WASHINGTON — President Trump announced Wednesday that he is disbanding a controversial panel studying alleged voter fraud that became mired in federal lawsuits, including from Maine Secretary of State Matthew Dunlap, a commission member, and faced resistance from states that accused it of overreach.

The decision is a major setback for Trump, who created the commission last year in response to his baseless claim that he lost the popular vote to Democrat Hillary Clinton in 2016 because of millions of illegally cast ballots.

The commission met only twice amid the series of lawsuits seeking to curb its authority and claims by Democrats that it was stacked to recommend voting restrictions favorable to the president’s party.

In a statement, White House press secretary Sarah Huckabee Sanders said there is “substantial evidence of voter fraud” and blamed the ending of the commission on the refusal of many states to provide voter data sought by the commission and the cost of ongoing federal lawsuits.

The bipartisan panel, known as the Presidential Advisory Commission on Election Integrity, had been nominally chaired by Vice President Pence and led by Kansas Secretary of State Kris Kobach, a Republican who has aggressively sought to prosecute alleged voter fraud in his state.

In the statement, Sanders said Trump had signed an executive order asking the Department of Homeland Security to review voter fraud issues and “determine next courses of action.”



“The commission never had anything to do with election integrity,” Senate Minority Leader Charles Schumer, D-N.Y., said in a statement. “It was instead a front to suppress the vote, perpetrate dangerous and baseless claims, and was ridiculed from one end of the country to the other. This shows that ill-founded proposals that just appeal to a narrow group of people won’t work, and we hope they’ll learn this lesson elsewhere.”

Other critics of the commission, including former Missouri Secretary of State Jason Kander,  also hailed Trump’s announcement.

“President Trump created his sham voting commission to substantiate a lie he told about voter fraud in the 2016 election,” said Kander, president of the advocacy group Let America Vote. “When he couldn’t come up with any fake evidence, and under relentless pressure, he had no choice but to disband his un-American commission. . . . Good riddance.”

The 11-member commission proved a magnet for controversy from the outset and was sued by Dunlap, who alleged in November that he has been kept in the dark about its operations, rendering his participation “essentially meaningless.”

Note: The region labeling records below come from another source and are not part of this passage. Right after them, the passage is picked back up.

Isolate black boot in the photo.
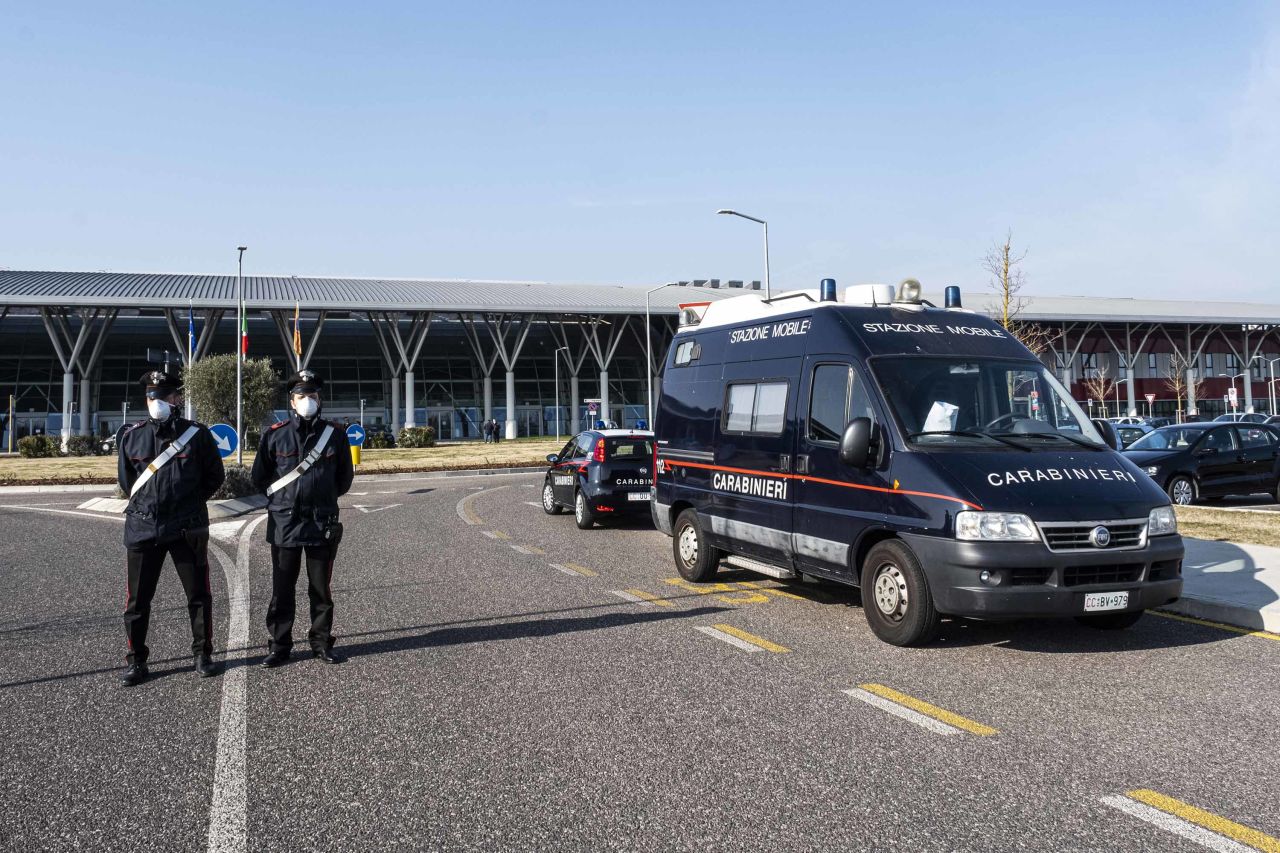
[261,648,289,670]
[196,654,223,679]
[120,663,151,686]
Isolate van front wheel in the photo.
[671,510,721,583]
[861,539,941,646]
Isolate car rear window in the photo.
[604,438,653,462]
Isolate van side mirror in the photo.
[840,418,874,467]
[1093,418,1120,450]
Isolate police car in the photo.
[543,429,653,530]
[653,279,1183,646]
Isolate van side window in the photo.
[809,364,852,442]
[676,341,703,366]
[721,382,787,435]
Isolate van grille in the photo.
[1039,519,1147,551]
[1062,562,1142,587]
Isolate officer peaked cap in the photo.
[138,370,182,398]
[284,369,324,394]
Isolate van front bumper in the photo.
[901,533,1184,619]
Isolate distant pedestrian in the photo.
[118,370,225,686]
[252,370,355,669]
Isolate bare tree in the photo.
[1164,352,1204,421]
[982,231,1061,356]
[1084,366,1120,418]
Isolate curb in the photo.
[1158,594,1280,633]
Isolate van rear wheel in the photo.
[671,510,721,583]
[861,539,941,646]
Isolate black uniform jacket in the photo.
[118,416,225,548]
[253,414,356,548]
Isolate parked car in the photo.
[1213,411,1267,424]
[1116,423,1156,447]
[1123,421,1280,506]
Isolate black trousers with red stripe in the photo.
[266,544,337,652]
[124,532,214,663]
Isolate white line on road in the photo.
[207,515,266,853]
[1102,795,1253,853]
[845,688,963,735]
[694,625,764,652]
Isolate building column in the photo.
[506,370,516,438]
[404,370,417,429]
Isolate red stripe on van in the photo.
[664,459,982,511]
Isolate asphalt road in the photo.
[0,475,1280,852]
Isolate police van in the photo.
[652,279,1183,646]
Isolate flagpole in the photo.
[236,246,248,465]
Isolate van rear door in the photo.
[792,356,888,583]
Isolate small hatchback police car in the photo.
[653,279,1183,646]
[543,429,653,530]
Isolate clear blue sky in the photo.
[0,0,1280,302]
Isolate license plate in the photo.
[1084,592,1129,613]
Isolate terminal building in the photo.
[0,270,1280,447]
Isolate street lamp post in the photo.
[644,281,675,429]
[554,347,568,441]
[236,246,248,465]
[716,207,773,300]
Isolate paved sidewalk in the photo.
[1164,537,1280,631]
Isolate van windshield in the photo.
[872,356,1106,450]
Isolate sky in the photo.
[0,0,1280,302]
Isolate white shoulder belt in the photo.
[129,424,200,498]
[266,424,333,497]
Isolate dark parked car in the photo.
[1124,421,1280,506]
[543,429,653,530]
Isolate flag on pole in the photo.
[293,302,302,368]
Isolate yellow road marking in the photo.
[1126,788,1280,853]
[1147,610,1280,642]
[858,684,1000,738]
[622,589,675,607]
[712,622,791,654]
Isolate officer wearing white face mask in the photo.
[252,370,355,669]
[118,370,224,686]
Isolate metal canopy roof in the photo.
[0,270,1280,325]
[0,270,745,314]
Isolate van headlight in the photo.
[956,510,1039,542]
[1147,506,1178,537]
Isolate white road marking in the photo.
[207,515,266,853]
[611,591,655,604]
[1102,795,1253,853]
[352,503,403,514]
[694,625,764,652]
[845,688,964,735]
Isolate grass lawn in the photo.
[1174,506,1280,547]
[0,438,564,485]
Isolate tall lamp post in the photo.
[644,281,680,429]
[554,347,568,441]
[236,246,248,465]
[716,209,773,300]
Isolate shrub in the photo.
[211,465,257,501]
[67,435,101,456]
[396,427,435,447]
[18,435,61,459]
[365,433,392,450]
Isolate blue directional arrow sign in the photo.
[209,424,239,459]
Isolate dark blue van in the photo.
[653,279,1183,646]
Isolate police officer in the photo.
[252,370,355,669]
[118,370,224,686]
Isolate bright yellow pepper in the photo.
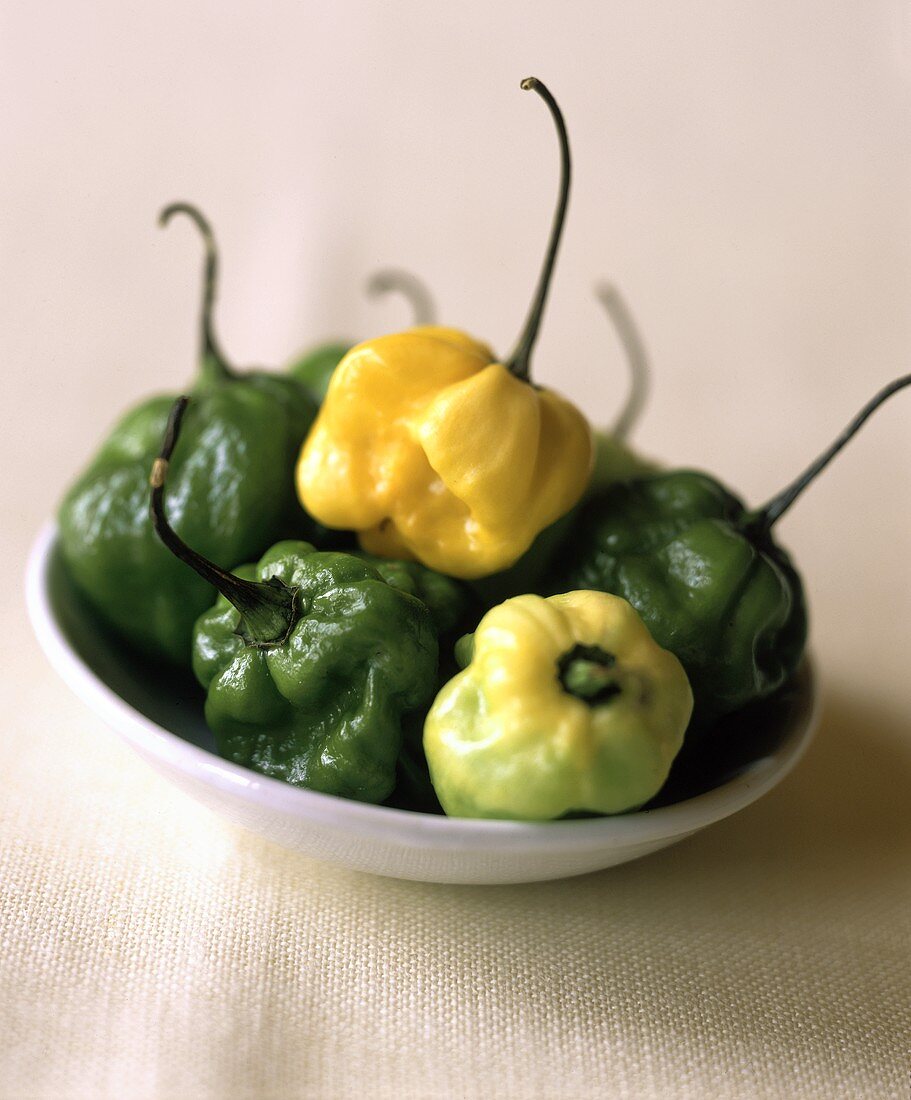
[297,78,593,579]
[424,592,693,821]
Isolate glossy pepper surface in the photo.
[472,285,658,607]
[152,403,438,802]
[358,553,474,640]
[551,376,911,725]
[58,205,316,664]
[551,471,806,719]
[297,80,592,579]
[424,592,692,821]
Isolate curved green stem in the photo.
[366,267,437,327]
[149,397,300,649]
[158,202,237,380]
[595,283,650,441]
[744,374,911,538]
[505,76,572,382]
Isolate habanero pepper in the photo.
[149,398,438,802]
[58,204,319,664]
[424,592,693,821]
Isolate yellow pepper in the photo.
[424,592,693,821]
[297,78,593,579]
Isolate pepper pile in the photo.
[59,78,911,821]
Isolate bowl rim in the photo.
[25,520,821,851]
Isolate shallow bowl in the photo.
[26,524,817,883]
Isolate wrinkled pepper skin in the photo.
[551,471,806,723]
[358,552,474,640]
[58,373,316,666]
[424,592,692,821]
[297,327,592,579]
[193,541,438,802]
[472,431,658,607]
[288,342,351,405]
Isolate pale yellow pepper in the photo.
[424,592,693,821]
[297,78,593,579]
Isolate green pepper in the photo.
[150,398,438,802]
[424,592,693,821]
[58,204,317,664]
[472,284,658,607]
[358,550,474,641]
[550,375,911,727]
[288,268,436,405]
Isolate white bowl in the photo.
[26,524,817,883]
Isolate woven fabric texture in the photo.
[0,611,911,1100]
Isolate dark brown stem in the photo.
[149,397,300,649]
[158,202,237,380]
[744,374,911,538]
[505,76,572,382]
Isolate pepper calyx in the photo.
[557,646,624,706]
[149,397,304,649]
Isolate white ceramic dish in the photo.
[26,524,816,883]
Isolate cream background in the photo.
[0,0,911,1098]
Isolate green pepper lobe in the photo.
[58,204,318,666]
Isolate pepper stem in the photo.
[557,646,623,706]
[744,374,911,537]
[595,283,649,441]
[149,397,300,649]
[366,267,437,327]
[505,76,572,382]
[158,202,237,381]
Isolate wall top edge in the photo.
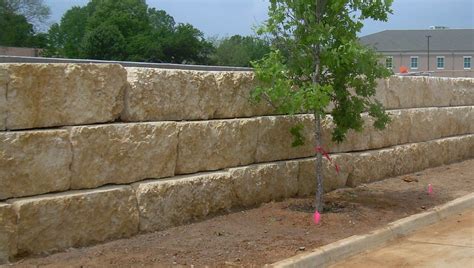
[0,55,253,72]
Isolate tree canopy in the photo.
[253,0,392,212]
[0,0,49,47]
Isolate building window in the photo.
[410,56,418,69]
[463,56,472,70]
[436,56,444,69]
[385,56,393,69]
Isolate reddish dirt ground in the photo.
[7,159,474,267]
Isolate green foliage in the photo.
[45,0,213,64]
[214,35,270,67]
[82,23,126,60]
[0,0,51,28]
[290,124,304,147]
[253,0,392,142]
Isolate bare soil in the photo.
[7,159,474,267]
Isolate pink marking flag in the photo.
[313,210,321,224]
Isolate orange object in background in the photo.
[400,65,408,74]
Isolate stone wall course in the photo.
[70,122,178,189]
[255,115,315,162]
[0,129,72,200]
[9,186,138,256]
[0,66,10,130]
[0,203,17,265]
[0,64,127,130]
[229,161,299,207]
[122,68,271,122]
[323,106,474,153]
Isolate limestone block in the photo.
[347,149,395,187]
[229,161,298,206]
[71,122,178,189]
[122,68,221,121]
[322,106,474,153]
[12,186,139,255]
[298,154,352,196]
[0,130,72,200]
[0,203,17,264]
[134,172,235,232]
[122,68,271,121]
[256,115,315,162]
[0,64,10,130]
[176,119,259,174]
[4,64,127,129]
[440,135,474,163]
[375,76,474,109]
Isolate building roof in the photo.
[360,29,474,52]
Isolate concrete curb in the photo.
[271,193,474,268]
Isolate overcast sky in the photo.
[45,0,474,37]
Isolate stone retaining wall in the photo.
[0,64,474,263]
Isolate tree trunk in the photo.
[314,113,324,213]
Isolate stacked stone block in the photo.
[0,64,474,263]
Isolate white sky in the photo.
[45,0,474,37]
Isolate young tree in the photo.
[0,0,51,29]
[253,0,393,212]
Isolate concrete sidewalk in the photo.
[330,210,474,268]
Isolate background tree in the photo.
[45,0,212,64]
[253,0,392,212]
[214,35,270,67]
[82,23,127,60]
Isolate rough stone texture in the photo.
[342,135,474,186]
[0,64,127,129]
[71,122,178,189]
[0,64,10,130]
[12,186,139,255]
[229,161,298,206]
[323,106,474,153]
[376,76,474,109]
[122,68,270,121]
[176,119,259,174]
[298,154,352,196]
[0,130,72,200]
[0,203,17,264]
[134,172,235,232]
[255,115,315,162]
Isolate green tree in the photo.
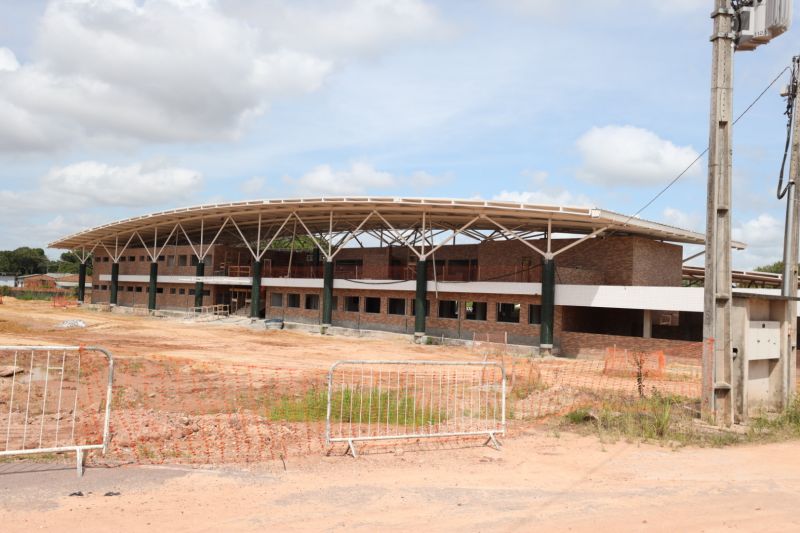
[0,246,50,275]
[49,252,92,275]
[755,261,783,274]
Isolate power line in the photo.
[610,67,791,227]
[564,66,791,262]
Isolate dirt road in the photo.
[0,298,476,370]
[0,431,800,532]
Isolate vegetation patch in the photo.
[560,391,800,447]
[265,388,447,426]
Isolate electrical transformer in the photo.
[735,0,794,51]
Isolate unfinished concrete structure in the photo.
[50,198,742,357]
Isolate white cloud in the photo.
[239,176,267,195]
[283,162,452,196]
[0,0,437,152]
[732,213,784,269]
[576,126,701,186]
[520,169,550,187]
[0,46,19,72]
[490,0,708,16]
[407,170,446,190]
[493,189,594,207]
[662,207,705,232]
[0,161,203,213]
[222,0,446,60]
[284,163,397,195]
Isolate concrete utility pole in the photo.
[702,0,735,426]
[781,56,800,387]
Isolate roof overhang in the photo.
[48,197,745,250]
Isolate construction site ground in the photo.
[0,298,800,532]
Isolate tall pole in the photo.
[703,0,734,426]
[781,56,800,405]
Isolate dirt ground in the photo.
[0,431,800,532]
[0,298,477,369]
[0,299,800,532]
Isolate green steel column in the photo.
[414,260,428,336]
[322,260,333,327]
[194,260,206,307]
[78,263,86,303]
[147,261,158,311]
[539,258,556,353]
[250,260,261,318]
[108,262,119,305]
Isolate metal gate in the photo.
[325,361,506,456]
[0,346,114,475]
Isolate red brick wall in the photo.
[558,331,703,361]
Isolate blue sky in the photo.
[0,0,800,268]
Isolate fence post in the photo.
[414,260,428,337]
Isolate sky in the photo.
[0,0,800,269]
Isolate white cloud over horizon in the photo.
[283,161,451,196]
[492,187,595,207]
[0,161,203,211]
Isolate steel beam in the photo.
[414,260,428,337]
[108,261,119,305]
[250,260,261,318]
[539,258,556,355]
[322,260,333,328]
[147,261,158,311]
[78,263,86,303]
[194,260,206,307]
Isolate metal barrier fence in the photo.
[0,346,114,475]
[187,304,231,320]
[325,361,506,457]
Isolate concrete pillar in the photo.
[194,260,206,307]
[78,263,86,303]
[250,260,261,318]
[108,262,119,305]
[322,260,333,328]
[414,260,428,337]
[147,261,158,311]
[539,258,556,355]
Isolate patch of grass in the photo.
[749,396,800,440]
[564,408,594,425]
[563,391,748,447]
[265,388,447,426]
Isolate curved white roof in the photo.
[49,197,744,249]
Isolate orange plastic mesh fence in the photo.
[603,346,666,378]
[12,355,700,464]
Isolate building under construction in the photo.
[50,198,743,357]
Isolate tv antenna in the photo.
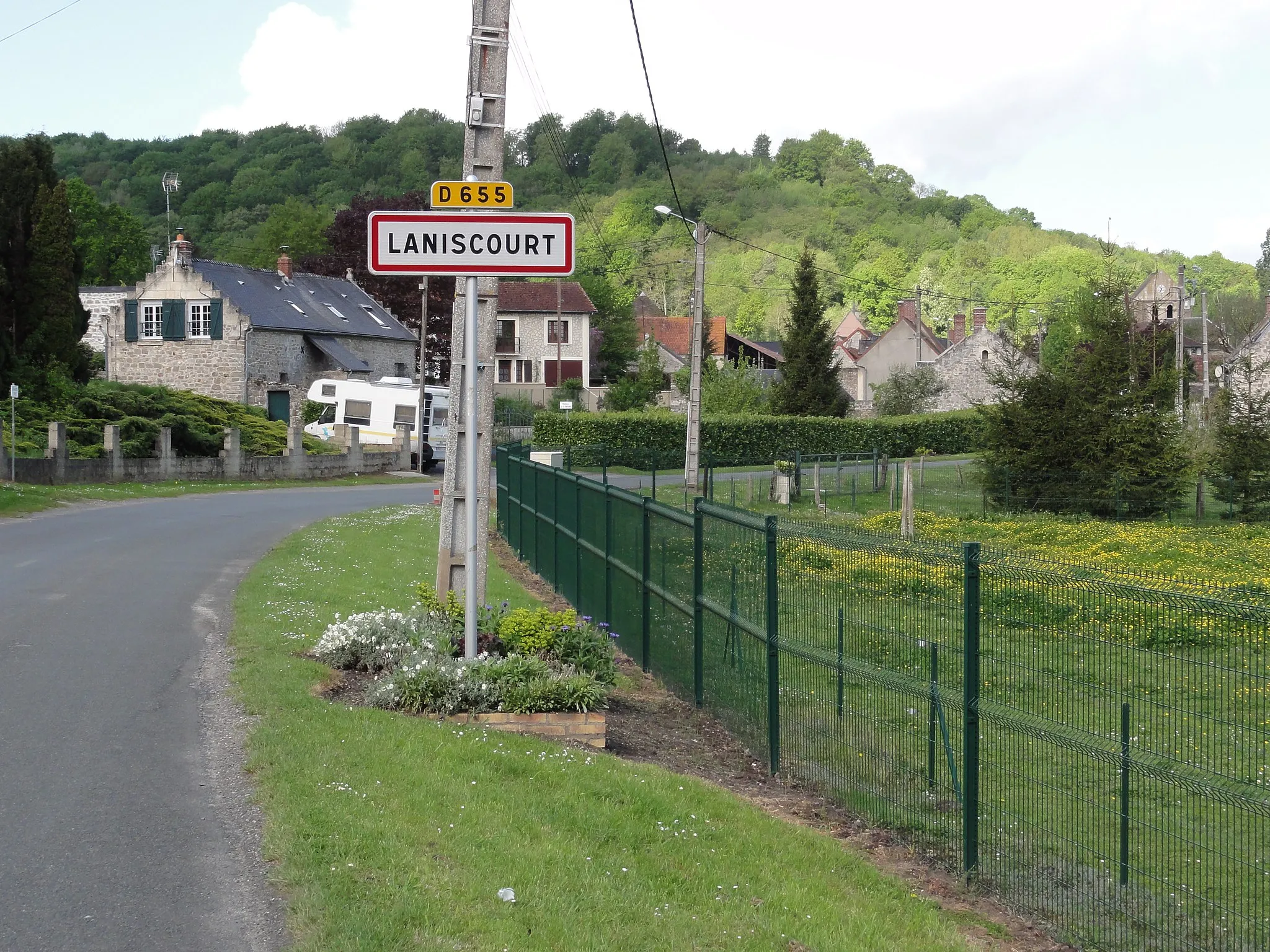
[162,171,180,245]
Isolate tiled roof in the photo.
[193,260,415,340]
[635,317,728,356]
[498,281,596,314]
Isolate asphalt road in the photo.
[0,482,434,952]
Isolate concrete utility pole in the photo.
[683,218,710,493]
[1199,291,1212,403]
[913,288,922,367]
[1173,264,1186,419]
[437,0,510,658]
[424,278,430,474]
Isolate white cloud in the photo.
[198,0,470,131]
[200,0,1270,260]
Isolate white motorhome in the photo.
[305,377,450,469]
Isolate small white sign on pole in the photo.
[366,212,574,278]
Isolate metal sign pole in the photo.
[8,383,18,482]
[464,271,477,658]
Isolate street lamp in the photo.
[653,205,710,493]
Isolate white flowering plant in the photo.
[313,606,450,671]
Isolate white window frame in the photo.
[185,299,212,340]
[542,317,573,346]
[137,301,162,340]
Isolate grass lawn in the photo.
[0,476,421,517]
[233,506,968,952]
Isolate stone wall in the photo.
[0,423,411,486]
[104,257,247,402]
[931,330,1036,412]
[80,288,131,354]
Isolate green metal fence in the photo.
[498,448,1270,952]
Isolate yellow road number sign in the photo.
[432,182,512,208]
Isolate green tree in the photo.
[772,247,851,416]
[605,338,665,410]
[1215,356,1270,521]
[237,195,335,268]
[19,182,89,382]
[870,366,944,416]
[701,361,768,414]
[1256,229,1270,297]
[66,179,151,286]
[980,257,1186,515]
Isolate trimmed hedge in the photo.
[533,410,982,469]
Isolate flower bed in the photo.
[313,585,617,744]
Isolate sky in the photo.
[7,0,1270,262]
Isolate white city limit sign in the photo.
[366,212,574,276]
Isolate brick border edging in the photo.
[428,711,605,747]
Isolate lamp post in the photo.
[653,205,710,493]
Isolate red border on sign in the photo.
[366,212,574,278]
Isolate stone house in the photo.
[103,235,418,424]
[635,315,728,373]
[80,287,128,354]
[494,281,596,394]
[930,307,1036,412]
[840,298,949,408]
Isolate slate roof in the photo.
[498,281,596,314]
[193,260,415,340]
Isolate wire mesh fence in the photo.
[498,447,1270,952]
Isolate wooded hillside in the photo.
[42,109,1265,355]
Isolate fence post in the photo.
[640,499,653,672]
[1120,702,1129,886]
[605,482,613,631]
[961,542,979,877]
[765,515,781,777]
[838,606,846,718]
[573,474,585,610]
[926,641,940,790]
[692,496,706,707]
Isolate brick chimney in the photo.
[167,229,194,268]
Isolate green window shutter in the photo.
[208,297,224,340]
[162,299,185,340]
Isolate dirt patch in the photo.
[491,533,1075,952]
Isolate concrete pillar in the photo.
[221,426,242,480]
[285,426,305,480]
[348,426,362,472]
[105,423,123,482]
[45,420,68,482]
[393,426,411,470]
[155,426,177,480]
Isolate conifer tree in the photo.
[20,182,87,379]
[1215,356,1270,521]
[980,252,1186,517]
[772,247,851,416]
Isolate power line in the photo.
[630,0,697,244]
[0,0,80,43]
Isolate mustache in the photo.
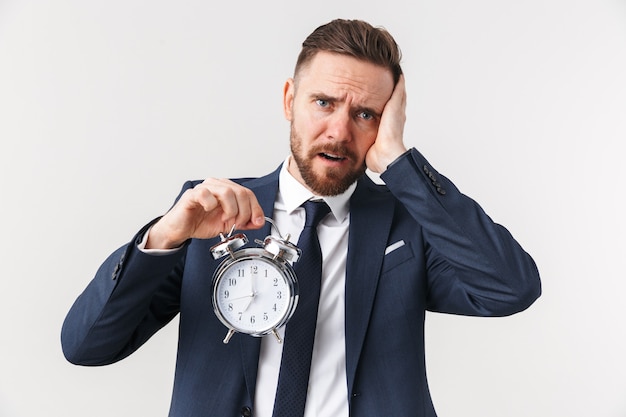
[309,143,356,161]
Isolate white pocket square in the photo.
[385,240,404,255]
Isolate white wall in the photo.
[0,0,626,417]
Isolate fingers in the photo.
[194,178,265,229]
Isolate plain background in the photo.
[0,0,626,417]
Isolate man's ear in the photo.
[283,78,296,122]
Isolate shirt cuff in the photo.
[137,227,185,256]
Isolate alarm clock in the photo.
[211,217,302,343]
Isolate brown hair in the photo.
[295,19,402,84]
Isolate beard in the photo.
[290,123,365,196]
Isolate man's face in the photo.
[284,52,394,196]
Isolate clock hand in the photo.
[229,292,256,301]
[241,291,256,312]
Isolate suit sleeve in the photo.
[61,185,194,365]
[381,149,541,316]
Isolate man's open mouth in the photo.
[319,152,346,161]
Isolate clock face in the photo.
[213,256,296,335]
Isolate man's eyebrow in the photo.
[309,92,382,117]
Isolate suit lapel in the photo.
[345,176,394,394]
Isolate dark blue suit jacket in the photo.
[62,149,541,417]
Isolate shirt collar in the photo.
[277,155,356,222]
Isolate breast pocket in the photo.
[382,240,415,274]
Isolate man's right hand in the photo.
[146,178,265,249]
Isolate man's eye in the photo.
[358,111,374,120]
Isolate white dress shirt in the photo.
[254,157,356,417]
[138,156,356,417]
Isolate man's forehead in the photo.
[296,52,393,102]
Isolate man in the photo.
[62,20,540,417]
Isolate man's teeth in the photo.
[322,153,343,161]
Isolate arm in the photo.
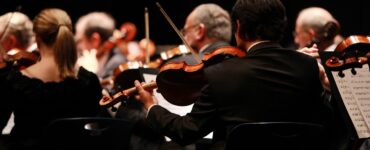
[135,82,216,145]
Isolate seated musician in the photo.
[294,7,341,91]
[135,0,330,149]
[166,3,232,65]
[75,12,127,89]
[0,12,39,72]
[0,8,102,150]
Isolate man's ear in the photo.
[307,28,318,39]
[89,32,103,49]
[196,23,207,40]
[235,20,245,39]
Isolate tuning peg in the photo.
[338,71,344,78]
[351,68,357,75]
[110,106,118,112]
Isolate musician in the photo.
[170,3,231,65]
[294,7,341,51]
[0,12,39,72]
[0,12,35,51]
[0,9,102,150]
[75,12,126,88]
[135,0,330,149]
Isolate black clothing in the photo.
[0,67,102,149]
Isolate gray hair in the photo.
[0,12,34,48]
[193,3,232,42]
[76,12,115,41]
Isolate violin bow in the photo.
[156,2,202,63]
[144,7,150,64]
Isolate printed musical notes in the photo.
[331,65,370,138]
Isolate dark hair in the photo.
[231,0,287,41]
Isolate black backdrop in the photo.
[0,0,370,46]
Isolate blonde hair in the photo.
[0,12,34,49]
[192,3,232,42]
[33,8,77,78]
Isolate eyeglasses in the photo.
[180,24,199,35]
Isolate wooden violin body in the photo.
[325,35,370,76]
[0,49,39,70]
[100,46,246,106]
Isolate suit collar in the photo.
[247,41,281,54]
[199,41,230,57]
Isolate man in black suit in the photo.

A federal judge last month ruled partly in Dunlap’s favor.


Dunlap said in a statement Wednesday that he is not surprised the commission was dissolved.

“The Presidential Advisory Commission on Election Integrity has not functioned according to the Federal Advisory Committee Act since its inception, and the ruling in my favor pursuant to the complaint I filed in the U.S. District Court has borne those shortcomings out,” he said. “The lack of transparency brought nothing but suspicion onto the work of the commission, which bankrupted it of any chance at public legitimacy.”

American Oversight, a nonprofit government watchdog group that helped represent Dunlap in the lawsuit, credited his efforts for the commission’s demise.

“It’s no coincidence that the president dissolved the commission once it became clear it wouldn’t be permitted to operate in the shadows,” American Oversight Executive Director Austin Evers said in a statement Wednesday. “Secretary Dunlap deserves our gratitude for stepping into the breach to take on adversaries of democracy. We intend to continue to fight for his right to access to the commission’s secret communications. President Trump can dissolve the commission, but the law doesn’t allow him or the commission to slink away from view and avoid accountability.”

The commission had been targeted in at least eight other lawsuits seeking to curb its operations or make its deliberations more transparent. Several of those stemmed from an early sweeping request to states for voter data that some, including those led by Republicans, deemed too intrusive.

The panel met publicly in Washington in July and in New Hampshire in September. Other meetings planned across the country never materialized.


The panel was rattled in the fall by two unforeseen events: the arrest of a staff member on charges of possessing child pornography and the death of one of the commissioners, Democrat David Dunn, a former Arkansas state legislator.

The original executive order establishing the commission called for it to produce a report to Trump detailing laws and policies that both enhance and undermine “the American people’s confidence in the integrity of the voting.”

Despite the accusations of bias, both Trump and Pence had said in opening remarks at the first commission meeting that it had no preordained agenda.

That did not reassure critics.

“This commission started as a tragedy and ended as a farce,” said Michael Waldman, president of the Brennan Center for Justice, a fierce critic of the panel. “It was a colossal waste of taxpayer money from the very beginning.”

A senior White House aide said Democrats on the commission were to blame for refusing to work with the panel, as were states that refused to turn over public data.

The aide, who was not authorized to speak on behalf of the commission and spoke on the condition of anonymity, said that the Department of Homeland Security is “better equipped to take up the matter.”